Convert image URLs to base64

Python
import base64
import requests


def url_to_base64(url: str, mime_type: str = "image/jpeg") -> str:
    response = requests.get(url)
    encoded = base64.b64encode(response.content).decode("utf-8")
    return f"data:{mime_type};base64,{encoded}"

Validate and upload

Upload your data using the Together Python/TypeScript SDK or the Together CLI:
from together import Together

client = Together()

train_file = client.files.upload(
    file="vlm_dataset.jsonl",
    purpose="fine-tune",
    check=True,
)
print(train_file.id)
Sample response:
{
  "id": "file-629e58b4-ff73-438c-b2cc-f69542b27980",
  "object": "file",
  "purpose": "fine-tune",
  "filename": "vlm_dataset.jsonl",
  "FileType": "jsonl"
}

Launch the job

By default, fine-tuning only updates language-model parameters. Pass train_vision=True to also update the vision encoder.
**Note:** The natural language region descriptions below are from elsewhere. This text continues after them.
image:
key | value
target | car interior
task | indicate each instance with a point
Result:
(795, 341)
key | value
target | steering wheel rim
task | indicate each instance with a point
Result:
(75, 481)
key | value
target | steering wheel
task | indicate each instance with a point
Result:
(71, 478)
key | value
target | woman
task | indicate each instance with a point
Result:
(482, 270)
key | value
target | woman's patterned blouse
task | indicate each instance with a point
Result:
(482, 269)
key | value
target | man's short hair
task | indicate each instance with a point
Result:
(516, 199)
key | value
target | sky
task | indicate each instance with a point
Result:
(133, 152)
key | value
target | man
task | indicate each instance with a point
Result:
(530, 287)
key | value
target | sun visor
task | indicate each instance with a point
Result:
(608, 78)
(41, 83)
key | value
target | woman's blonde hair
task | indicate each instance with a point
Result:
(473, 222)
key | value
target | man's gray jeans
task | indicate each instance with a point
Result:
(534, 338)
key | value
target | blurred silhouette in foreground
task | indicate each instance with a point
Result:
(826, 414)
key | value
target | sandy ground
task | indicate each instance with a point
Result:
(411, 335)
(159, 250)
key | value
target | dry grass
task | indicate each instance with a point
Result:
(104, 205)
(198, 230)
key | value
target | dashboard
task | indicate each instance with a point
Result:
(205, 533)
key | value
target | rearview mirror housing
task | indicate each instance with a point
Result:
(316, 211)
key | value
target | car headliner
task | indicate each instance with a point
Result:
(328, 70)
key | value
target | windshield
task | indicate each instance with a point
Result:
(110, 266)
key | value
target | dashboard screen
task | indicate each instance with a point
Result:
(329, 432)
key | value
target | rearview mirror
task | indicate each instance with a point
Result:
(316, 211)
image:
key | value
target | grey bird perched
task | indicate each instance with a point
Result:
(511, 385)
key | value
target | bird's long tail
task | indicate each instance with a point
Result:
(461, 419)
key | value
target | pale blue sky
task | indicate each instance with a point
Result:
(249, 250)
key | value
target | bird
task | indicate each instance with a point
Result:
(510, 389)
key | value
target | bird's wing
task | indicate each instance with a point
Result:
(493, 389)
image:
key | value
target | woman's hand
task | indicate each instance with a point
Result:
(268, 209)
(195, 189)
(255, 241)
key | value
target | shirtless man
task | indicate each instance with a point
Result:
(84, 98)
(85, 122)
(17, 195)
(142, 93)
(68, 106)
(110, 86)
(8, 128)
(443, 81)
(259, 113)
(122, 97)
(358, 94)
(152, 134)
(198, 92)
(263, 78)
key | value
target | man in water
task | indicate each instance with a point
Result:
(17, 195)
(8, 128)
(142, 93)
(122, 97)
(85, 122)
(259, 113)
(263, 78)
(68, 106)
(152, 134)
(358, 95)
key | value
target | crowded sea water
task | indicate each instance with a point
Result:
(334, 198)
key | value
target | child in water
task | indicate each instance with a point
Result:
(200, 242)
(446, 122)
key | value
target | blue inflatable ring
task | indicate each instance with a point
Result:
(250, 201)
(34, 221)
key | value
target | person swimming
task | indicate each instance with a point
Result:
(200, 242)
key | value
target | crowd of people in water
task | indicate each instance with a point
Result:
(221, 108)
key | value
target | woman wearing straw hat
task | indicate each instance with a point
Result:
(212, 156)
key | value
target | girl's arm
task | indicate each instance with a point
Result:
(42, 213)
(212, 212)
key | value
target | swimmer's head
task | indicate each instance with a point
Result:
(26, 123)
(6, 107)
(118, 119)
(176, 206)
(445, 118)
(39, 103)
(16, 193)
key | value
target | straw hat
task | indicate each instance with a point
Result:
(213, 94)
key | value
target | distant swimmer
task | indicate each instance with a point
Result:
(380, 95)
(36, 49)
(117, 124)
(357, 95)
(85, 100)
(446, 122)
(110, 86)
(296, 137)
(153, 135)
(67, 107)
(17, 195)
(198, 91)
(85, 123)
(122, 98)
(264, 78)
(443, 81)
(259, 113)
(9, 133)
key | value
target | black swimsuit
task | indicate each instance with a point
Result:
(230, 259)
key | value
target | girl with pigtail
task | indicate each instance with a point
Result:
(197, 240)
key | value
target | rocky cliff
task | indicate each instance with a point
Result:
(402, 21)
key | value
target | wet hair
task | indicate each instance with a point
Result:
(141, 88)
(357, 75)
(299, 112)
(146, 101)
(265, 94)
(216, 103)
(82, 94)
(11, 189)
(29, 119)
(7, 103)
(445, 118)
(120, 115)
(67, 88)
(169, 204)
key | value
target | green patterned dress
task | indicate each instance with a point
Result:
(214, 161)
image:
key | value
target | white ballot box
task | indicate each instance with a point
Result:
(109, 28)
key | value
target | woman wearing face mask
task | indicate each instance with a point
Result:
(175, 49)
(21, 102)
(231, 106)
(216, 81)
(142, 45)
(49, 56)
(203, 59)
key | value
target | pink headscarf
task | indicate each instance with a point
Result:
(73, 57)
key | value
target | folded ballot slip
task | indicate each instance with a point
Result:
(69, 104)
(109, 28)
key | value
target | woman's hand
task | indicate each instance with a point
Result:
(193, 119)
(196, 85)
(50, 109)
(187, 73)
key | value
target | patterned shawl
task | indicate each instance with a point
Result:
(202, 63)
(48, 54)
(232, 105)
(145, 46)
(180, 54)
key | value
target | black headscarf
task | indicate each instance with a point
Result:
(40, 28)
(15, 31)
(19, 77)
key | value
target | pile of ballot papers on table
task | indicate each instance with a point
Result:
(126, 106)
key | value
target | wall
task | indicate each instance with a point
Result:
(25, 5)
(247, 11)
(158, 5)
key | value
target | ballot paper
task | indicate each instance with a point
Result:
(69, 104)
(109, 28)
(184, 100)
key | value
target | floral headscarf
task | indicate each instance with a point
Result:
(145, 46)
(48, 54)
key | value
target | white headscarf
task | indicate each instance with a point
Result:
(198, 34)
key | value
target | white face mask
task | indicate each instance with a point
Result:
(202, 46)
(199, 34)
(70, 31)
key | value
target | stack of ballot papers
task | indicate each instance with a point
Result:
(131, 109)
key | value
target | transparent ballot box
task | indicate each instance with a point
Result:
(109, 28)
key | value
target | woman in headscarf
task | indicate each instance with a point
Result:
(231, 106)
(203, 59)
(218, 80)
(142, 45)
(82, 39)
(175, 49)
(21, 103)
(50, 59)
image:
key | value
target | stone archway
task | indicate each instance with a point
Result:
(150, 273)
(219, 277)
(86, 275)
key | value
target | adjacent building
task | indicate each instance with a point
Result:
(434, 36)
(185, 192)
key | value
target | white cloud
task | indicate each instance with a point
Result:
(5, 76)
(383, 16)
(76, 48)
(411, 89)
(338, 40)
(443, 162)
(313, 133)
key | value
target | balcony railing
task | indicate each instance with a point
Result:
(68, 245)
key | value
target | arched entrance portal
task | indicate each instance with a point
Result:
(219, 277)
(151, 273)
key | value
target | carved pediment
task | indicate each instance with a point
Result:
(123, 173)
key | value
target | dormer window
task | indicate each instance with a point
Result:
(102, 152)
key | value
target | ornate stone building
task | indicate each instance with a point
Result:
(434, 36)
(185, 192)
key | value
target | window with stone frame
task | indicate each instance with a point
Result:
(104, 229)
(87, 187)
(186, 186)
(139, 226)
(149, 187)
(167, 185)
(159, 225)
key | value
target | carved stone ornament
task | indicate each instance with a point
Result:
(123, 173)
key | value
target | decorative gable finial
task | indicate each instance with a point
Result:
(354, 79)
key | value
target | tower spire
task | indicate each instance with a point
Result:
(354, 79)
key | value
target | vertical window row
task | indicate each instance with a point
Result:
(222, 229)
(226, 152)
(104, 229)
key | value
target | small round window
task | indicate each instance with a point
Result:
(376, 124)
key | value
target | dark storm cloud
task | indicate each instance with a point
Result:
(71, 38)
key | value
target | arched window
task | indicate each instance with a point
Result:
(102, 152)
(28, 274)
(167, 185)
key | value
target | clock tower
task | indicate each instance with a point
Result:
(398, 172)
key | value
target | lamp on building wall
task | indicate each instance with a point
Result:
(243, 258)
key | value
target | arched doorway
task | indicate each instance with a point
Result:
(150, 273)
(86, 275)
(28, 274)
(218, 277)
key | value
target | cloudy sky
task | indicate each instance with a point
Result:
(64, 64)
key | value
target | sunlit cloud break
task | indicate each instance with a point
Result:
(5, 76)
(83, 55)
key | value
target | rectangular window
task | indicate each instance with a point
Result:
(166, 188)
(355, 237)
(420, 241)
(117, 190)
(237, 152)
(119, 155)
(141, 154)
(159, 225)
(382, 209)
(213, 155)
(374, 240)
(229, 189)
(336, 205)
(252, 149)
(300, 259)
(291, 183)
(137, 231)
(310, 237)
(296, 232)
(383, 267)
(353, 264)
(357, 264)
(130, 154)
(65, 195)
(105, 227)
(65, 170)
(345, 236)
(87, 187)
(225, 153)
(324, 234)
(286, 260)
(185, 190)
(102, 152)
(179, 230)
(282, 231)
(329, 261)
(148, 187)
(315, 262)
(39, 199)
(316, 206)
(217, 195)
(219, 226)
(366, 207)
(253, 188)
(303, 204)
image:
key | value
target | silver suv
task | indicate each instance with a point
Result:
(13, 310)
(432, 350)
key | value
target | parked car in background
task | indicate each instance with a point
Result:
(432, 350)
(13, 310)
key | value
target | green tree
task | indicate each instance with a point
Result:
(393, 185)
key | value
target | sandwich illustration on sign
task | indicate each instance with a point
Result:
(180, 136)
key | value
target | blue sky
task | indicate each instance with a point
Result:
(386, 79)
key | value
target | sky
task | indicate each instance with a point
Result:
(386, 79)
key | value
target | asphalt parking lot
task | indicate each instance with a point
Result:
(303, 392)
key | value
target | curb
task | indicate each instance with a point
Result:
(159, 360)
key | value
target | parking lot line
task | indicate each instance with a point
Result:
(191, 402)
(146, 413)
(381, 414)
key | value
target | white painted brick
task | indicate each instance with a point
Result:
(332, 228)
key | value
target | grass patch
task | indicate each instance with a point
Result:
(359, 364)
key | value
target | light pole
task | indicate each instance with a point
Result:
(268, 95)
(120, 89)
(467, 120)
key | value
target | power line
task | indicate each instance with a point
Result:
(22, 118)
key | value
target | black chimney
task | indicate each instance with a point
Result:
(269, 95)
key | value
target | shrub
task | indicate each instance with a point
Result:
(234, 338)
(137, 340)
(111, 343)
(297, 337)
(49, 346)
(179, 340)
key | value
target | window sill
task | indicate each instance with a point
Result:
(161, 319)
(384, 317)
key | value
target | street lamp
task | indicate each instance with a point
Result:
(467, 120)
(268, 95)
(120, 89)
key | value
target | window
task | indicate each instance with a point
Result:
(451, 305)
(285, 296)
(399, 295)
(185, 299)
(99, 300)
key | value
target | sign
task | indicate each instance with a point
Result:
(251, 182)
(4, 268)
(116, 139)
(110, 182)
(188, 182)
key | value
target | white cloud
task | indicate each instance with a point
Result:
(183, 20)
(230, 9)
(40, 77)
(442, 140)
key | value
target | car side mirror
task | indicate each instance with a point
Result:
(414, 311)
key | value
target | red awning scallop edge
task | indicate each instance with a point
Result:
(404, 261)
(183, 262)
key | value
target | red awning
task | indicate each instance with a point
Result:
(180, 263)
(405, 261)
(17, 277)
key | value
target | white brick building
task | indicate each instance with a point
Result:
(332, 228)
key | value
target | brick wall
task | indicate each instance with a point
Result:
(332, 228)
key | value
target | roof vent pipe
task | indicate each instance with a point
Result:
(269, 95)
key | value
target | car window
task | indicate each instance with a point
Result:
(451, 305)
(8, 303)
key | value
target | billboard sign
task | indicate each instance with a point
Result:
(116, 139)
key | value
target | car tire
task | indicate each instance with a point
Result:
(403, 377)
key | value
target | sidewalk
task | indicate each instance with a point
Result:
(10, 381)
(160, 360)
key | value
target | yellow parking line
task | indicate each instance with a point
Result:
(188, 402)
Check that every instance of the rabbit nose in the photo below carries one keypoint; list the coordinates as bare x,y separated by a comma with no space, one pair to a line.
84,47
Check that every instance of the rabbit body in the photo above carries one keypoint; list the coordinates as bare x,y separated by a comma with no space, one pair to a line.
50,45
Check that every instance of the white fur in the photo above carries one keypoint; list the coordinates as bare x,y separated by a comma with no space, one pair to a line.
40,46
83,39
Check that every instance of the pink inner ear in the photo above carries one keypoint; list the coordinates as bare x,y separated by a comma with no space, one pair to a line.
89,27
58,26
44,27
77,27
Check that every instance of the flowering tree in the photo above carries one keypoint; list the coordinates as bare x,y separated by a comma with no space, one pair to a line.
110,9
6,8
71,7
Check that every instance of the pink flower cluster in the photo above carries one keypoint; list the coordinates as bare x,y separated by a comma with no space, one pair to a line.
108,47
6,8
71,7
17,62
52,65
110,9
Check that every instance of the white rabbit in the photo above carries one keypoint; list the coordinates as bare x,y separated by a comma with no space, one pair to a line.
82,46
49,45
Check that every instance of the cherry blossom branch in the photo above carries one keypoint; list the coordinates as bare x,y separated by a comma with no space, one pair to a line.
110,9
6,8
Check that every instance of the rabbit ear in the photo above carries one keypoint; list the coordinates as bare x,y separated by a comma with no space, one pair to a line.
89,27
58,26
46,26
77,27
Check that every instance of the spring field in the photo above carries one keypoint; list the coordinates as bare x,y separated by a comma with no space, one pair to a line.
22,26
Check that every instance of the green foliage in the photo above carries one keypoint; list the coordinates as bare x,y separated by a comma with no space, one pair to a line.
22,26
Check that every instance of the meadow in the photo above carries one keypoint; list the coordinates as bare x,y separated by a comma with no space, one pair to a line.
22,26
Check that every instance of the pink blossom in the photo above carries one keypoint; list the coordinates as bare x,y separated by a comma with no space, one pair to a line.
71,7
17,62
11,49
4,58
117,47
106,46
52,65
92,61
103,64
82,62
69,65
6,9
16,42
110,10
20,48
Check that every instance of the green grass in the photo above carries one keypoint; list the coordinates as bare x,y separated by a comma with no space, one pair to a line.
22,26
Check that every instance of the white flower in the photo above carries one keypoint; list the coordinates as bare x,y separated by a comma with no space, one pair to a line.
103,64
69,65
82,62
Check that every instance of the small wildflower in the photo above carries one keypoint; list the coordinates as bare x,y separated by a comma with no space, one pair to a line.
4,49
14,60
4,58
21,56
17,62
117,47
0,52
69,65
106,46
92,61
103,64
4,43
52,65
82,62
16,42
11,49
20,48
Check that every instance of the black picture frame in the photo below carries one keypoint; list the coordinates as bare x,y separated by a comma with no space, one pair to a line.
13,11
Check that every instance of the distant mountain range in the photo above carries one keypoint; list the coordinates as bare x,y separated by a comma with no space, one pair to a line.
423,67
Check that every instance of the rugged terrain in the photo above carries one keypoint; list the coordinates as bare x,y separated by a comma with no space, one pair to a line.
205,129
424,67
The trade-off here is that training the encoder costs more compute and is rarely necessary unless your domain images are extremely dissimilar from the pretraining data.
job = client.fine_tuning.create(
    training_file=train_file.id,
    model="Qwen/Qwen3-VL-8B-Instruct",
    lora=True,
    train_vision=False,
)
print(job.id)
For full fine-tuning, set lora=False. For details on all available parameters, see the API reference.

Watch and deploy

VLM jobs use the same lifecycle as text jobs:
  • Poll the job with the SDK or CLI. Expect 15 to 60 minutes for a LoRA job on an 8B model with a few thousand examples, and several hours for a full job on a 30B model.
  • Deploy the result on a dedicated endpoint.
VLM endpoints accept the same vision request shapes as the base models. See vision inputs for details.